News
What Callaway learned from Boeing—and the other way round
It seems fair to say golf club innovation has reached a stage where the concept of making things “better” requires more effort than ever before. And perhaps nowhere is that complexity more apparent than in the area of aerodynamics.
Manufacturers have been studying and innovating on how to make drivers move through the air more efficiently for the better part of a decade. The forgiveness you can get from a large driver can be compromised by how its bulk negatively affects the way the club moves through the air. Trying to understand how to balance these factors has led manufacturers to seek partnerships with various independent and non-golf outlets. Adams Golf worked with Texas A&M a half-dozen years ago on its Speedline drivers. TaylorMade has gleaned knowledge from the San Diego Low Speed Wind Tunnel to improve its AeroBurner and M1 drivers. And, of course, Ping has championed the aerodynamics technology behind its successful G30 and recently introduced G driver, understanding fueled by a partnership with the Arizona State University.
Now, Callaway is breaking new ground in identifying the effect of aerodynamic drag on driver performance by partnering with a company whose primary function is getting big things moving through the air extremely efficiently. Boeing, the largest airline manufacturer in the world, helped Callaway’s new XR16 drivers combine a large clubhead with aerodynamic efficiency. It was not a simple exercise.
“For me, it’s a complicated question, quite honestly, because it’s a complicated problem,” said Jeffrey Crouch, senior technical fellow for flight sciences at Boeing. Remember, Crouch’s day job is to keep airborne something that weighs nearly 500 tons.
The partnership with Callaway (or for that matter, any company outside the airline industry) on the design of a product is rare for Boeing, but was an interesting endeavor because it wasn’t a one-way proposition for Boeing.

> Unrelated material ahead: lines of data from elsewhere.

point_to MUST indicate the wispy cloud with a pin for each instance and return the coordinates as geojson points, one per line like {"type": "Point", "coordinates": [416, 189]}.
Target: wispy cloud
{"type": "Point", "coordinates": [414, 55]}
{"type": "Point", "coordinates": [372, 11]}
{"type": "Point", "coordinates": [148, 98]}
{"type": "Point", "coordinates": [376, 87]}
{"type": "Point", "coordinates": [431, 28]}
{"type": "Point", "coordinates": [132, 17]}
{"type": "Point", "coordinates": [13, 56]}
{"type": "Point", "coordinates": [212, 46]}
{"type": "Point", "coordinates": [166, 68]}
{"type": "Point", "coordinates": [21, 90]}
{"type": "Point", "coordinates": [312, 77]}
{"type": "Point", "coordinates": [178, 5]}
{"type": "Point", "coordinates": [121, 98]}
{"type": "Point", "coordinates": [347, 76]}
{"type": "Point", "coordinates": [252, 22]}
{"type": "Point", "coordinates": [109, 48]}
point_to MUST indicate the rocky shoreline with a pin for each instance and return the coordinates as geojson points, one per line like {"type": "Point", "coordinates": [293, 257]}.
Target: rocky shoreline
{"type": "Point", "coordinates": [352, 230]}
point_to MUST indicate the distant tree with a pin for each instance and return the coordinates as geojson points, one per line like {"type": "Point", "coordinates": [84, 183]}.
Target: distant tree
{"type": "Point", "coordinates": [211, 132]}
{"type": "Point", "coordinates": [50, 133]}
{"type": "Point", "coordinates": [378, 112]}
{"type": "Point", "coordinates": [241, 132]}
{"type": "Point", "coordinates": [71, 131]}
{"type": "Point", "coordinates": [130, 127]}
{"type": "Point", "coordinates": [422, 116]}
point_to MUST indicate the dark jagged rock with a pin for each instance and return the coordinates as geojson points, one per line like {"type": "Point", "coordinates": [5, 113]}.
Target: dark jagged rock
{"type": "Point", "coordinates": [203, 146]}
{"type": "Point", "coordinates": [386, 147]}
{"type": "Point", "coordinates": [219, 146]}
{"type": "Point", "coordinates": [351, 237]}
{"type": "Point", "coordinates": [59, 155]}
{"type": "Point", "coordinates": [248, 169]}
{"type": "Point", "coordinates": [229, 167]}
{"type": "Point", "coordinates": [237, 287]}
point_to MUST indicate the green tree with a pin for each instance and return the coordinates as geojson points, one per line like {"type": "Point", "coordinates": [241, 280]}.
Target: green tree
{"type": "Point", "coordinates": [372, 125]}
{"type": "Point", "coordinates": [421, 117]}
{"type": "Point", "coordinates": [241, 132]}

Used to multi-year time periods for researching a problem, the team at Boeing only had a few months to help the Callaway team.
Crouch pointed to the way Callaway uses "prototyping and how it allows them to make pretty rapid decisions” as a valuable educational tool for his team, which included engineers Harrison Chau and Adam Clark. “It was really interesting drawing parallels between the problems of a golf club and the problems of an airplane,” Clark said. “There are a lot of similarities and a lot of differences. The physics are always the same.”
Evan Gibbs, Callaway’s senior manager of R&D for woods, said Boeing’s team learned quickly how hard his job is. “They were actually kind of blown away by the constraints that our problem had,” Gibbs said. “It’s a very different process for them, but I think it’s one of the things they liked, the idea of getting their guys to think faster, maybe not having every possible bit of data before we make a decision, put them out of their comfort zone a little bit.”
The key result of the cooperation was a feature on the front part of the crown designed to create selective turbulence in an effort to reduce aerodynamic drag. “It was easier to make it worse than to make it better,” Gibbs said. Studying the problem with Boeing’s input via computational fluid dynamics led to the shape of and location of what’s called a trip-step.
“This is aggressively forward in order to try to trip the flow before it separates,” Crouch said.
This area of the crown is where much of the research is focused these days from others, too. For example, Ping has moved its turbulators even more forward to help with this idea, and even the subtle shape of the curve where the crown and face meet is an important region.
The challenge is to marry the aerodynamic benefits without sacrificing the decreased spin and better energy transfer from a lowered center of gravity. Occassionally, aerodynamics and performance butt heads. What Callaway and Boeing learned together is how to compromise. Like with Boeing’s efforts to improve fuel efficiency and emissions on its airplanes through better aerodynamics, the future for driver design, Gibbs said, isn’t necessarily just about making big things move through the air faster.
“Rather than making this faster,” he said, “it might be how do we maintain the aerodynamic efficiency and have a bigger face or with this other type of geometry that has other benefits.”
It also might be the case that golf finds itself appealing to other industries for new ideas. What’s certainly true is that golf’s technological challenges have plenty of appeal to other engineers. Boeing’s Crouch and Clark say they both have taken up the game as a result of the work done with Callaway on the XR16. It also provided perhaps a more direct level of job satisfaction.
“Sure, most people end up on an airplane and they benefit from it but they don’t really have an appreciation for it,” Crouch said. “But when you do something with a consumer product like this, which ends up in the hands of a lot of people, they know that they’re benefiting from it because they’re receiving an incremental performance gain. That’s a pretty cool thing.
“It’s a little bit different from our day job.”